A man walks past a bank’s electronic board showing the Hong Kong share index. PHOTO: AP

The Kospi in Seoul gained 0.2 per cent to 2,624.64 and Sydney’s S&P-ASX 200 advanced 0.9 per cent to 7,187.10.

India’s Sensex opened up 0.5 per cent at 54,590.12. Bangkok declined while New Zealand and other Southeast Asian markets rose.

On Wall Street, the S&P 500 advanced to 4,088.85. The Dow Jones Industrial Average rose 1.3 per cent to 32,654.59. The Nasdaq gained 2.8 per cent to 11,984.52.

Big tech stocks led the rally. Apple and Microsoft were among the biggest winners.

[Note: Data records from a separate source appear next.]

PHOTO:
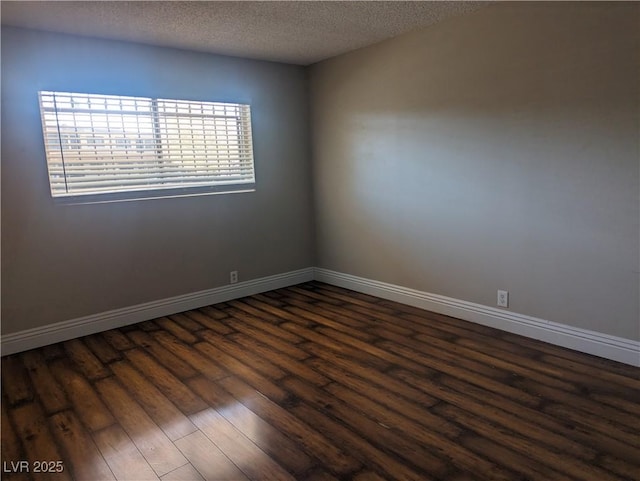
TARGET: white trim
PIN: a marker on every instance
(591, 342)
(83, 326)
(583, 340)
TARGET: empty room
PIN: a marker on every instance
(320, 241)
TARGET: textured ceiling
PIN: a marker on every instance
(299, 32)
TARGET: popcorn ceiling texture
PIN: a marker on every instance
(297, 32)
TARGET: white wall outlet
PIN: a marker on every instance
(503, 298)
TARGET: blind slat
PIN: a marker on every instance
(102, 143)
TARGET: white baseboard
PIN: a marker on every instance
(583, 340)
(83, 326)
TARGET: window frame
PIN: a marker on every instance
(235, 173)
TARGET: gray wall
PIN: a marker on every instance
(498, 150)
(60, 262)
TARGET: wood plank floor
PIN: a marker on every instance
(316, 383)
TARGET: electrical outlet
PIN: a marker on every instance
(503, 298)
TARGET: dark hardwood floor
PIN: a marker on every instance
(318, 383)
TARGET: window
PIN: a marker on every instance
(139, 147)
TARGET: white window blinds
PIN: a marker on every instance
(107, 144)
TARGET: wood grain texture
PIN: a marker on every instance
(318, 383)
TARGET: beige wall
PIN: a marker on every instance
(60, 262)
(498, 150)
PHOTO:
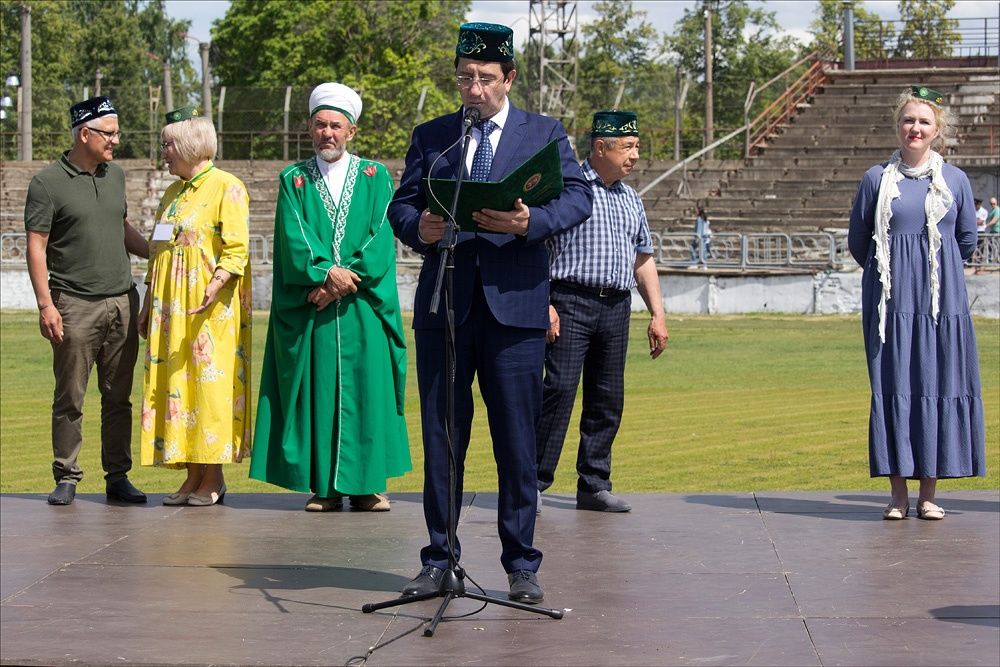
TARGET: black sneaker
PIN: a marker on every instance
(524, 587)
(428, 581)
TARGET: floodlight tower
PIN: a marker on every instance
(552, 26)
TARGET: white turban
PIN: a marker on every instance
(337, 97)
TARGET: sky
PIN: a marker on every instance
(793, 15)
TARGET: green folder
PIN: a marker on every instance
(535, 182)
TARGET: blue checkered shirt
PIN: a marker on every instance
(601, 251)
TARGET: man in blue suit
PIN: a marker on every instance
(501, 296)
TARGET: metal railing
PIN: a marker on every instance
(726, 250)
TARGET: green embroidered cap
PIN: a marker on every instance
(184, 113)
(927, 94)
(485, 41)
(615, 123)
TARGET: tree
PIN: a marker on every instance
(389, 49)
(622, 51)
(871, 35)
(164, 37)
(56, 38)
(745, 48)
(927, 32)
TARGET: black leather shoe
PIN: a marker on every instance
(601, 501)
(524, 587)
(123, 491)
(63, 494)
(428, 581)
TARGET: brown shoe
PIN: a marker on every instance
(373, 502)
(319, 504)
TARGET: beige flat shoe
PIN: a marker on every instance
(930, 512)
(891, 513)
(213, 498)
(176, 498)
(373, 502)
(320, 504)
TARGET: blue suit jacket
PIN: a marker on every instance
(514, 269)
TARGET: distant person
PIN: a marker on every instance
(993, 221)
(79, 239)
(926, 417)
(330, 413)
(701, 246)
(197, 315)
(594, 267)
(981, 216)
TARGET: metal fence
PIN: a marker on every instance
(817, 251)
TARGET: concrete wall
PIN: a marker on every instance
(702, 293)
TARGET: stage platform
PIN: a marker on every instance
(729, 579)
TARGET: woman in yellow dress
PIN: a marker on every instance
(196, 312)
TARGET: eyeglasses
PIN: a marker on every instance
(110, 136)
(466, 81)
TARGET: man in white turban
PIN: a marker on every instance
(330, 412)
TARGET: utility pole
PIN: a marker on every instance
(168, 87)
(709, 120)
(25, 118)
(206, 83)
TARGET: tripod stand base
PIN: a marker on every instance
(452, 587)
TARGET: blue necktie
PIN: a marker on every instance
(482, 159)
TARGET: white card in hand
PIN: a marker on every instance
(163, 232)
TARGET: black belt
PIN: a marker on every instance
(602, 292)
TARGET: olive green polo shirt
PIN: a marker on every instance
(84, 215)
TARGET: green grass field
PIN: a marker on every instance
(735, 404)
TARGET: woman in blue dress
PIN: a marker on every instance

Small-company stocks rose more than the rest of the market, a signal that investors are feeling bullish about the economy. Treasury yields rose.

Investors welcomed a Commerce Department report that showed retail sales rose 0.9 per cent in April.

Consumers are providing critical support to the economy despite higher costs for gas, food and rent. The economy contracted in the first three months of the year, but consumer and business spending still increased at a healthy pace.

The Fed and other central banks are raising interest rates that have been near zero during the coronavirus pandemic or said they plan to in order to cool inflation.

Supply chain problems have prompted businesses to raise prices on everything from food to clothing as demand rebounds after the pandemic.

Oil and gas prices have been pushed up by Russia’s war on Ukraine, which fuelled fears Russian supplies might be disrupted.

In energy markets, benchmark US crude rose USD0.66 to USD113.05 in electronic trading on the New York Mercantile Exchange. The contract fell USD1.80 on Tuesday to USD112.40.

Brent crude, the price basis for international oil trading, added USD0.17 to USD112.10 per barrel in London. It lost USD2.31 the previous session to USD111.93.

The dollar declined to JPY129.11 from Tuesday’s JPY129.42. The euro sank to USD1.0536 from USD1.0543.